What is the meaning nowadays of teaching about the Islamic religious phenomenon rather than the Islamic religion as such? The International Institute of Religious Thought in Paris (IIIT) attempted to answer this difficult question during a study day attended by intellections and experts on Islam. Speakers included Mohammed Mestiri (director of the IIIT), Mustafa Cherif, a philosopher and the director of the Masters in Islamic Studies at Barcelona University, Stéphane Lation Professor at Fribourg University and Charles Saint-Prot, Director of the Institute of Geopolitical Studies in Paris.
The debate showed that nowadays Islam should no longer be considered a spiritual subject or an organisation of worship of the divine, but rather a phenomenon. This new and ambitious paradigm also involves the Humanities; philosophy, sociology, history, epistemology and anthropology. Islam is above all a reality, a phenomenon that extends over time and space through a diversity of eras and societies. All too often the historical, anthropological and the generally scientific perspective has opposed the religious, theological or spiritual. These two approaches are not mutually exclusive, on the contrary they should cooperate in the multi-disciplinary character to allow Islam to move forwards in the 3rd millennium.

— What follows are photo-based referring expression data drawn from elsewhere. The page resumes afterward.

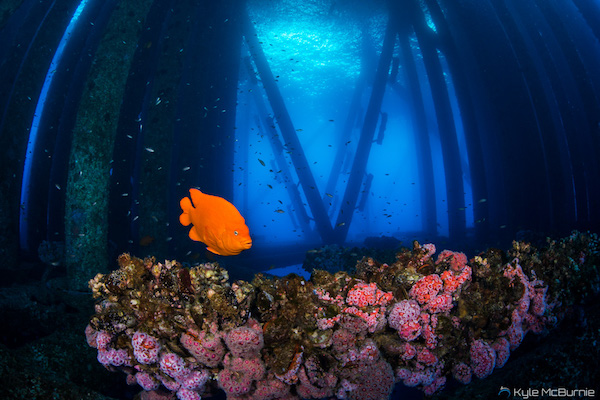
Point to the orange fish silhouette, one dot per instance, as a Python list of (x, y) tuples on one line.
[(215, 222)]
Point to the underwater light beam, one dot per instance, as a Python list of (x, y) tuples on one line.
[(35, 126)]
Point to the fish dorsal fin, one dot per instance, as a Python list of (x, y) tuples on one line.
[(194, 235), (186, 206), (197, 197)]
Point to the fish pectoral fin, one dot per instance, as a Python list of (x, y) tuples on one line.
[(186, 207), (213, 250), (194, 235), (196, 196)]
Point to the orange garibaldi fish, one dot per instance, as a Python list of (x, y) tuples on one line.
[(215, 222)]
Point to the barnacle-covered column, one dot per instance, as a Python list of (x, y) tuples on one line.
[(86, 208)]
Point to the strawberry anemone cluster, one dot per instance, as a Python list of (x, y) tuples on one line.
[(420, 321)]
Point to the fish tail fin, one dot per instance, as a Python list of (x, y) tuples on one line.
[(186, 206)]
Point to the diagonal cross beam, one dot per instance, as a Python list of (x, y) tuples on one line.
[(288, 132), (366, 137)]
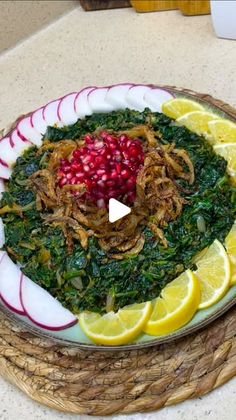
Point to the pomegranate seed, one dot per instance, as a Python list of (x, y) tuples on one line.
[(77, 153), (108, 164)]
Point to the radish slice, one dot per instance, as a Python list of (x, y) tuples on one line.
[(81, 104), (50, 113), (10, 276), (7, 153), (38, 122), (66, 109), (116, 95), (5, 171), (2, 188), (135, 97), (2, 253), (156, 97), (42, 309), (19, 145), (2, 233), (27, 132), (97, 102)]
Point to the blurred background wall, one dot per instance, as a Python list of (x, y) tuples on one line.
[(19, 19)]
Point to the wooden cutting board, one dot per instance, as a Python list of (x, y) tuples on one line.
[(104, 4)]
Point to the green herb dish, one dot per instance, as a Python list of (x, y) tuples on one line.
[(63, 266)]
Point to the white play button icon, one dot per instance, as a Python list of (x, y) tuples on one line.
[(117, 210)]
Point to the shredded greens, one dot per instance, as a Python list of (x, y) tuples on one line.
[(88, 279)]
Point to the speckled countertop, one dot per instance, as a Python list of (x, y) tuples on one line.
[(100, 48)]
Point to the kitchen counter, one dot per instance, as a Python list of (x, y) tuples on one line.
[(108, 47)]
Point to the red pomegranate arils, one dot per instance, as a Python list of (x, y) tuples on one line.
[(107, 164)]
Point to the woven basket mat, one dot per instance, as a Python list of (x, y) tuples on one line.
[(104, 383)]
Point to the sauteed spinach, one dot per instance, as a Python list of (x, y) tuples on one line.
[(87, 279)]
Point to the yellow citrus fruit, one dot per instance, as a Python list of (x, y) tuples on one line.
[(176, 305), (118, 328), (227, 151), (197, 121), (230, 243), (213, 271), (177, 107), (223, 131)]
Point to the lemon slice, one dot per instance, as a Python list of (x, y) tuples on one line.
[(175, 108), (227, 151), (223, 131), (230, 243), (118, 328), (175, 307), (197, 121), (213, 271)]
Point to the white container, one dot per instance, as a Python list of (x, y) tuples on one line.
[(224, 18)]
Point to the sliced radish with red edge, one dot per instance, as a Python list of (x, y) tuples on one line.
[(97, 100), (38, 122), (43, 309), (66, 109), (7, 152), (81, 104), (116, 95), (135, 97), (10, 276), (27, 132), (50, 113)]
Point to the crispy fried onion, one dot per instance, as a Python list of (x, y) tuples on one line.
[(158, 199)]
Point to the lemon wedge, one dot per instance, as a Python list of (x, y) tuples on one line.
[(118, 328), (227, 151), (223, 131), (198, 122), (213, 271), (230, 243), (177, 107), (176, 306)]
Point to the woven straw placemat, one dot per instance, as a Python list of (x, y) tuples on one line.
[(104, 383)]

Only if one considers Islam as a religious phenomenon and not a collection of irrefutable dogmas, and only if its analysis is accompanied by the scientific discipline of the Humanities, will communities be allowed to improve and integrate with modernity without trauma. According to Mohammed Mestiri, it is necessary to revise the concept of instruction of the Islamic religious phenomenon, since on one hand one continues to teach a ‘contradictory’ and ‘patrimonial’ Islam and on the other the focus is exclusively on its sociological aspects. Mestiri wonders why all attempts to teach Islam at the university level have failed and asks if the ‘resistance groups’ in Switzerland, Belgium, Strasbourg and Barcelona will succeed in overturning the dominant trend.

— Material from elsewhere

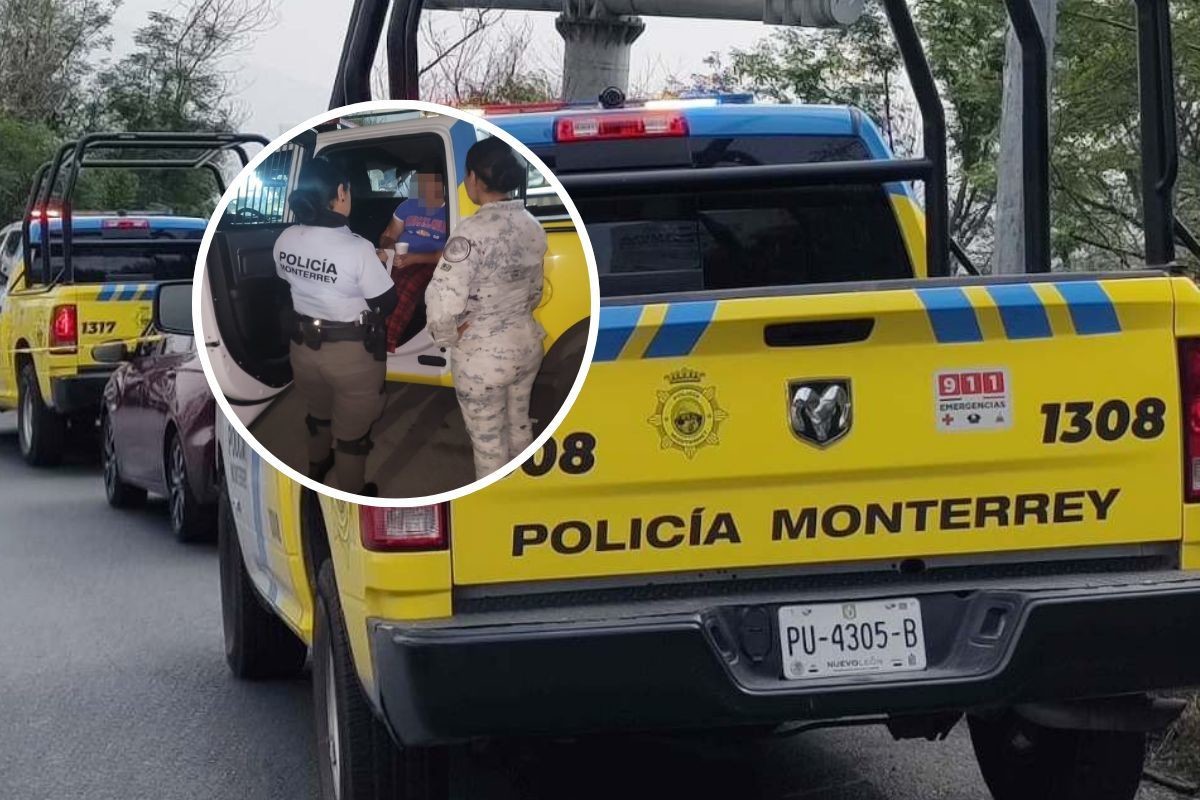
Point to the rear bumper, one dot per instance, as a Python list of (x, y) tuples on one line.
[(647, 667), (81, 392)]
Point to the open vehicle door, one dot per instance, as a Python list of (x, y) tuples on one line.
[(244, 331)]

In modern society, deprived of reference points, there is now a return of religion. The problem is that the passing down of the religious tradition is not coherent with the powerful return of religious demands. On the contrary, there appears to be a gap between the phenomenon as it is expressed within society and the answer provided by the academic world. All in all universities, institutes and schools do not seem to be up to the challenge and communities experience this dichotomy between a powerful presence of religion within the public sphere and the lack of religious instruction in the academic field. According to the philosopher Mustafa Cherif, the very presence of almost 20 million Muslim citizens in Europe should provide a reason for an in-depth study and knowledge of Islam. The root of the problem is, in fact, ignorance. Without a minimum of knowledge of the Islamic religion and civilisation, it is nowadays impossible to understand the euro-Mediterranean process, the phenomenon of immigration or the never ending exchanges between the two shores of the Mediterranean. The attacks of 9/11 have caused a caesura, but also the creation of a new public enemy, the Muslim citizen.

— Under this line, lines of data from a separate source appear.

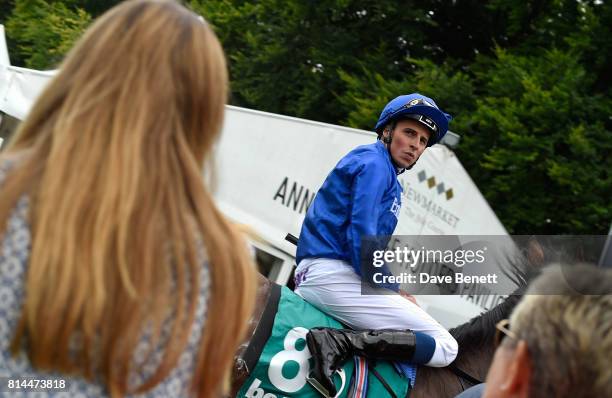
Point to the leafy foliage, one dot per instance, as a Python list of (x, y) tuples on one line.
[(527, 81), (45, 31)]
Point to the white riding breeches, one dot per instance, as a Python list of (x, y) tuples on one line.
[(333, 287)]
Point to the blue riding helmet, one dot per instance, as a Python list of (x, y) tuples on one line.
[(420, 108)]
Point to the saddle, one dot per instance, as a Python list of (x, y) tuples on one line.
[(278, 361)]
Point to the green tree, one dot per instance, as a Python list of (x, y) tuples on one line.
[(286, 56)]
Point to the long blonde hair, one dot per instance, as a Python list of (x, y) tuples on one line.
[(111, 157)]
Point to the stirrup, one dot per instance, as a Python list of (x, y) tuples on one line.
[(318, 386)]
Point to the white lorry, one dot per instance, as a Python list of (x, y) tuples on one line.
[(270, 166)]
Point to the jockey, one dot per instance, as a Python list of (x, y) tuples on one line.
[(362, 197)]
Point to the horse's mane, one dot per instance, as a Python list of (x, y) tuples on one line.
[(479, 331)]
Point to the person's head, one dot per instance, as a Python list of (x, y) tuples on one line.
[(112, 155), (558, 341), (408, 125)]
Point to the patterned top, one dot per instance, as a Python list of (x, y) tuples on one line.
[(14, 255)]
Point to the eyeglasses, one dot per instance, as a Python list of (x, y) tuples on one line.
[(502, 330)]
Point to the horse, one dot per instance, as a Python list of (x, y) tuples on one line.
[(475, 339)]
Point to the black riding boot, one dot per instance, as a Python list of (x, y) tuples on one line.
[(330, 348)]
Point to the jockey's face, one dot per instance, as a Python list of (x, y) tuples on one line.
[(409, 140)]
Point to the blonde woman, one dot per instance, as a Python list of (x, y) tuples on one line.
[(118, 275)]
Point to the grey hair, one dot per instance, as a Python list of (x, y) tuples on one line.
[(566, 321)]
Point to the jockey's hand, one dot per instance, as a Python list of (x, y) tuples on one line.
[(407, 296)]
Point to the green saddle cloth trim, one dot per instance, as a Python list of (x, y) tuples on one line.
[(285, 360)]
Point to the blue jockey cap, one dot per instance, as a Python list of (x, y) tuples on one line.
[(420, 108)]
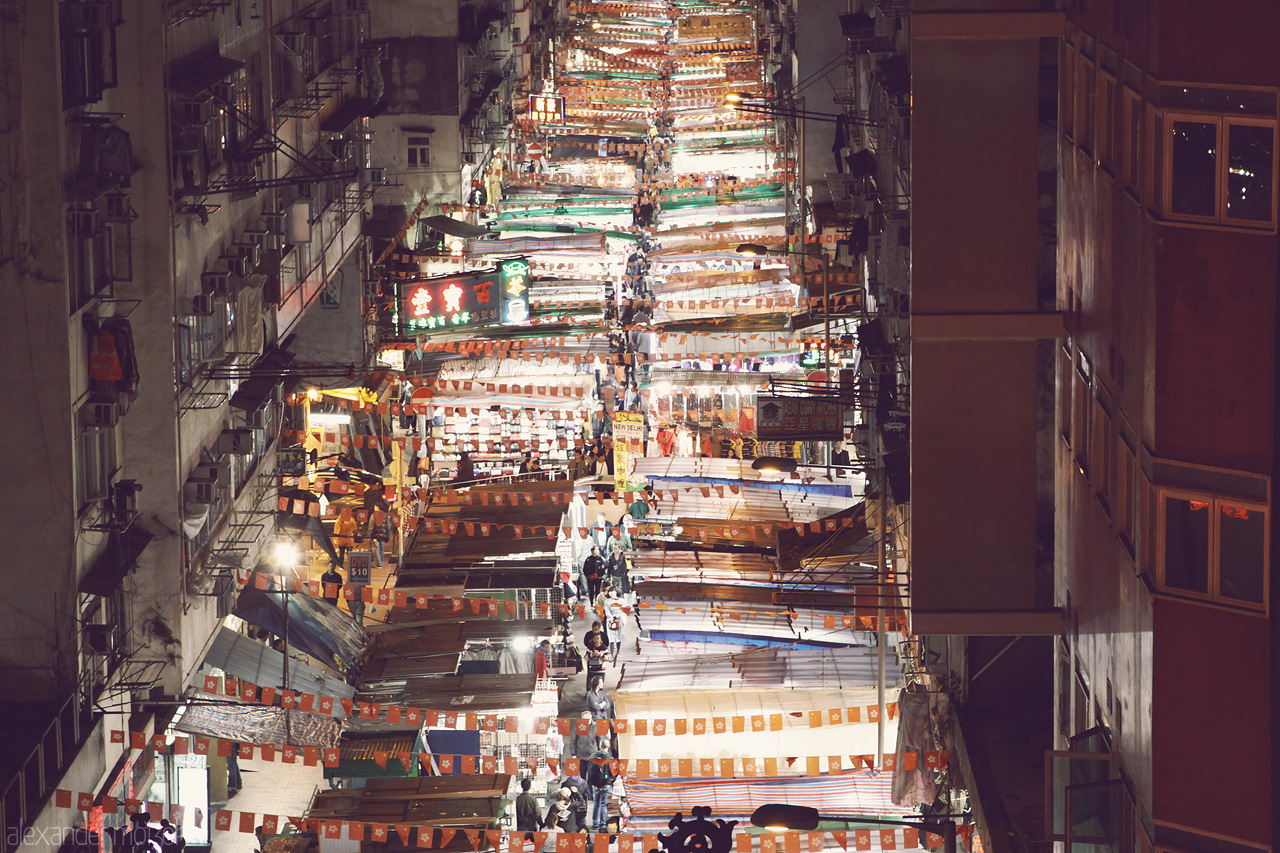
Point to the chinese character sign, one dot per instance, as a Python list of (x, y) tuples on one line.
[(449, 302), (798, 418), (547, 108), (513, 287)]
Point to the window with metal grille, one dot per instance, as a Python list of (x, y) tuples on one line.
[(419, 151)]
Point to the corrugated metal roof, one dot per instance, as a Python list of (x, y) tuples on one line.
[(257, 664)]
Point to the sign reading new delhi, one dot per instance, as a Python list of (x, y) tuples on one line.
[(798, 418), (455, 302)]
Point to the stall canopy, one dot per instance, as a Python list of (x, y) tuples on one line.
[(795, 738), (315, 626), (654, 801), (255, 662), (209, 717), (117, 560)]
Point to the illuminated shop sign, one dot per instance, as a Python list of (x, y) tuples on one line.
[(513, 281), (547, 108), (455, 302)]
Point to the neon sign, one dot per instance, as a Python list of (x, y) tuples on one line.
[(452, 302), (547, 108), (455, 302), (513, 283)]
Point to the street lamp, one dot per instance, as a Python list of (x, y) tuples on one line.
[(785, 816), (775, 464), (749, 104), (757, 250)]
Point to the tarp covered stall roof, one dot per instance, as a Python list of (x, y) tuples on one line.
[(255, 662), (795, 738), (758, 669), (315, 626), (654, 801), (356, 756), (232, 720), (425, 801), (118, 559), (462, 693)]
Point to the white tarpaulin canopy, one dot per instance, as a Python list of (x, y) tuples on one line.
[(796, 737)]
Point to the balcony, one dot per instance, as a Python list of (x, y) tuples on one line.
[(40, 744), (87, 44)]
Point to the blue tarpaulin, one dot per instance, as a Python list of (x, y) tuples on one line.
[(315, 626)]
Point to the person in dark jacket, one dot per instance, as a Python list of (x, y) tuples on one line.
[(562, 815), (584, 746), (598, 702), (528, 815), (593, 568), (599, 776), (332, 576), (580, 799)]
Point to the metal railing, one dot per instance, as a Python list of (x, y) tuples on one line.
[(35, 778)]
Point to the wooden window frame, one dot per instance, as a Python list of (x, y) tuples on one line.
[(1066, 112), (1105, 131), (1127, 474), (1101, 455), (1224, 124), (1066, 383), (1082, 398), (1212, 594), (414, 145), (1130, 140)]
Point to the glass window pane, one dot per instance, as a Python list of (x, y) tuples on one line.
[(1093, 817), (1187, 544), (1248, 172), (1066, 770), (1240, 552), (1194, 169)]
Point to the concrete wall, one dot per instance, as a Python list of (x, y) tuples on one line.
[(37, 511), (401, 18), (1179, 323), (976, 388)]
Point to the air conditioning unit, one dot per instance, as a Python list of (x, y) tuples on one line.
[(99, 639), (242, 170), (248, 249), (117, 208), (293, 42), (88, 16), (199, 112), (237, 441), (200, 489), (101, 415), (274, 220), (219, 470), (237, 265), (215, 282), (204, 304), (260, 237), (86, 222)]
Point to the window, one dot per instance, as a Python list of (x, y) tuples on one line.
[(1214, 548), (1082, 418), (1106, 121), (1069, 59), (1202, 185), (96, 459), (419, 151), (1084, 99), (1127, 493), (1102, 454), (1064, 771), (1064, 383)]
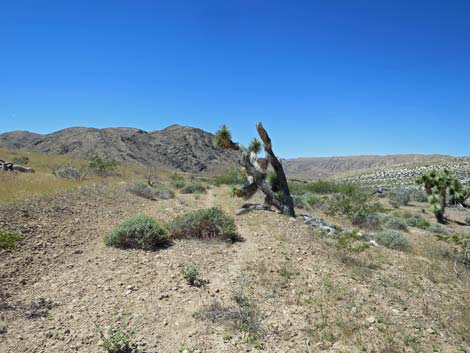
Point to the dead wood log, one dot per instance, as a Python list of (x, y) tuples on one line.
[(257, 169), (11, 167)]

The reaction to Islamophobia is extremist fanaticism. According to Cherif, teaching Islam in its authentic, open and civilised version means providing an objective answer for those who use Islam to spread hatred and intolerance. 21st Century Orientalism aggressively accompanied the colonial phenomenon but also provided valuable elements. Paradoxically nowadays the teaching of the Islamic religious phenomenon and culture has been reduced significantly and the media simply emphasise its deformed aspects and political elements. Islam remains the second religion in Europe. This is the reason for which it should be understood and studied, but above all not ignored.